MRC Centre for Reproductive Health, Queen's Medical Research Institute, The University of Edinburgh, Edinburgh, UK.
Cancer Research UK Beatson Institute, Glasgow, UK.
J Immunother Cancer. 2021 Jan;9(1). doi: 10.1136/jitc-2020-001740.
Metastatic breast cancer is a leading cause of cancer-related death in women worldwide. Infusion of natural killer (NK) cells is an emerging immunotherapy for such malignant tumors, although elimination of the immunosuppressive tumor environment is required to improve its efficacy. The effects of this "metastatic" tumor environment on NK cells, however, remain largely unknown. Previous studies, including our own, have demonstrated that metastasis-associated macrophages (MAMs) are one of the most abundant immune cell types in the metastatic tumor niche in mouse models of metastatic breast cancer. We thus investigated the effects of MAMs on antitumor functions of NK cells in the metastatic tumor microenvironment.
MAMs were isolated from the tumor-bearing lung of C57BL/6 mice intravenously injected with E0771-LG mouse mammary tumor cells. The effects of MAMs on NK cell cytotoxicity towards E0771-LG cells were evaluated by real-time fluorescence microscopy. The effects of MAM depletion on NK cell activation, maturation, and accumulation in the metastatic lung were evaluated by flow cytometry (CD69, CD11b, CD27) and hybridization () using colony-stimulating factor 1 (CSF-1) receptor conditional knockout (-cKO) mice. Finally, metastatic tumor loads in the chest region of mice were determined by bioluminescence imaging in order to evaluate the effect of MAM depletion on therapeutic efficacy of endogenous and adoptively transferred NK cells in suppressing metastatic tumor growth.

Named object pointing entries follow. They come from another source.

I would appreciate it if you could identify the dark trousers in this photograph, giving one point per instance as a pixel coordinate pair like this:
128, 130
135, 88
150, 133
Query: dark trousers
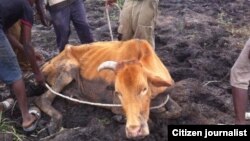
61, 19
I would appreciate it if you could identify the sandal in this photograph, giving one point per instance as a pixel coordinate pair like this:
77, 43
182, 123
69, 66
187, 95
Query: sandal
37, 113
8, 104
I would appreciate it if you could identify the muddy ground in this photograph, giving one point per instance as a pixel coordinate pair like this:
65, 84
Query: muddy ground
198, 40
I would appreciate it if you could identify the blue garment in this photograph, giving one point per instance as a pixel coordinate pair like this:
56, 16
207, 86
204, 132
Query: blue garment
61, 18
9, 68
13, 10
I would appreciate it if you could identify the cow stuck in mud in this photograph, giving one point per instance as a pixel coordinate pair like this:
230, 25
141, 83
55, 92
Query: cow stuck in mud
125, 72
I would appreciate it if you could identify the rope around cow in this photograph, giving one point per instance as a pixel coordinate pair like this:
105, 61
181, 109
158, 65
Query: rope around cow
99, 104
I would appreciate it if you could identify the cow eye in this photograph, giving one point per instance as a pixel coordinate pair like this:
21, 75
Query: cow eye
117, 93
144, 91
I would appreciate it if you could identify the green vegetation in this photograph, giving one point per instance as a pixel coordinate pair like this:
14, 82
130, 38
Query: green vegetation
6, 127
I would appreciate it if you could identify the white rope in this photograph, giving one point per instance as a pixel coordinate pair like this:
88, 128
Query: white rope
99, 104
79, 101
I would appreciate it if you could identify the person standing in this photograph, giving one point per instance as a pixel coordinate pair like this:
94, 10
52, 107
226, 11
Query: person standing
62, 12
137, 19
239, 80
10, 72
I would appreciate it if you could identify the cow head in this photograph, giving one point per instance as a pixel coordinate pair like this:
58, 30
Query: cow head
133, 87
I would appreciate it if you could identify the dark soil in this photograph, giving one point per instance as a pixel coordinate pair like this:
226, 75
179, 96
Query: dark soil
198, 40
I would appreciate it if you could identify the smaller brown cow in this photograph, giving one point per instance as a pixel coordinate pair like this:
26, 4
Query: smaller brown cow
131, 67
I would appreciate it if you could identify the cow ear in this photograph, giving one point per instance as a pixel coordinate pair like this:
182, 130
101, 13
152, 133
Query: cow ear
158, 81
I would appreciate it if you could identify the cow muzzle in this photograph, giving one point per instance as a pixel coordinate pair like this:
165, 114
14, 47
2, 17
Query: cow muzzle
137, 131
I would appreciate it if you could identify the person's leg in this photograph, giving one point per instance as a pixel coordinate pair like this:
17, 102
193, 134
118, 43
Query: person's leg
18, 88
10, 73
240, 99
239, 80
61, 23
125, 29
144, 19
78, 16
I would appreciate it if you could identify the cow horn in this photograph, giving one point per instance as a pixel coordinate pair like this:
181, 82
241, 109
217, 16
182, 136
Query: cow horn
107, 65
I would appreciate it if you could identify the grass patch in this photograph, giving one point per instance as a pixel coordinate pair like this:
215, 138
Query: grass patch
6, 127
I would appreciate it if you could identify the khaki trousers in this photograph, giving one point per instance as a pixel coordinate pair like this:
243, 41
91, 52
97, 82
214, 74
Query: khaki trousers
137, 20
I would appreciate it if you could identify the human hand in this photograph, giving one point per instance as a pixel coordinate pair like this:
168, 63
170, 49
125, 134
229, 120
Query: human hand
110, 2
38, 56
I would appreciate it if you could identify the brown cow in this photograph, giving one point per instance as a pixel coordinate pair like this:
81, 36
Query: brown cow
132, 67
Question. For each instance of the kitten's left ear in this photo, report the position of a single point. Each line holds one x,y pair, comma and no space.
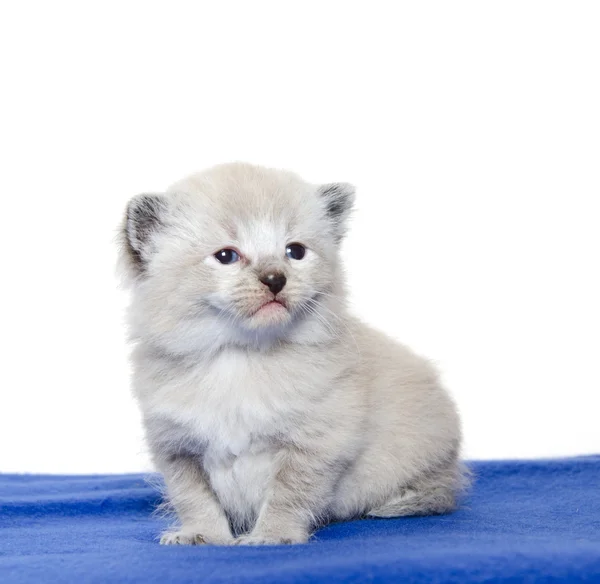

MAMs isolated from the metastatic lung suppressed NK cell-induced tumor cell apoptosis via membrane-bound transforming growth factor β (TGF-β) dependent mechanisms. In the tumor-challenged mice, depletion of MAMs increased the percentage of activated (CD69) and mature (CD11bCD27) NK cells and the number of NK cells as well as NK cell-mediated tumor rejection in the metastatic site. Moreover, MAM depletion or TGF-β receptor antagonist treatment significantly enhanced the therapeutic efficacy of NK cell infusion in suppressing early metastatic tumor outgrowth.
This study demonstrates that MAMs are a main negative regulator of NK cell function within the metastatic tumor niche, and MAM targeting is an attractive strategy to improve NK cell-based immunotherapy for metastatic breast cancer.
转移性乳腺癌是全球女性癌症相关死亡的主要原因。自然杀伤 (NK) 细胞输注是治疗此类恶性肿瘤的一种新兴免疫疗法,但需要消除免疫抑制性肿瘤微环境才能提高其疗效。然而,这种“转移性”肿瘤微环境对 NK 细胞的影响在很大程度上仍不清楚。之前的研究,包括我们自己的研究,已经表明转移相关巨噬细胞 (MAMs) 是转移性乳腺癌小鼠模型中转移性肿瘤灶中最丰富的免疫细胞类型之一。因此,我们研究了 MAMs 对转移性肿瘤微环境中 NK 细胞抗肿瘤功能的影响。
从经静脉注射 E0771-LG 小鼠乳腺肿瘤细胞的 C57BL/6 小鼠的肿瘤肺部分离 MAMs。通过实时荧光显微镜评估 MAMs 对 NK 细胞对 E0771-LG 细胞的细胞毒性的影响。通过流式细胞术 (CD69、CD11b、CD27) 和集落刺激因子 1 (CSF-1) 受体条件敲除 (-cKO) 小鼠杂交 () 评估 MAM 耗竭对 NK 细胞在转移性肺部的激活、成熟和积累的影响。最后,通过生物发光成像确定小鼠胸部转移性肿瘤负荷,以评估 MAM 耗竭对抑制转移性肿瘤生长的内源性和过继转移 NK 细胞治疗效果的影响。
从转移性肺部分离的 MAMs 通过膜结合转化生长因子β (TGF-β) 依赖性机制抑制 NK 细胞诱导的肿瘤细胞凋亡。在肿瘤挑战的小鼠中,MAMs 的耗竭增加了激活的 (CD69) 和成熟的 (CD11bCD27) NK 细胞的百分比,以及 NK 细胞的数量以及 NK 细胞介导的转移性部位肿瘤排斥反应。此外,MAM 耗竭或 TGF-β 受体拮抗剂治疗显著增强了 NK 细胞输注抑制早期转移性肿瘤生长的治疗效果。
这项研究表明,MAMs 是转移性肿瘤微环境中 NK 细胞功能的主要负调控因子,靶向 MAMs 是提高 NK 细胞为基础的免疫疗法治疗转移性乳腺癌的一种有吸引力的策略。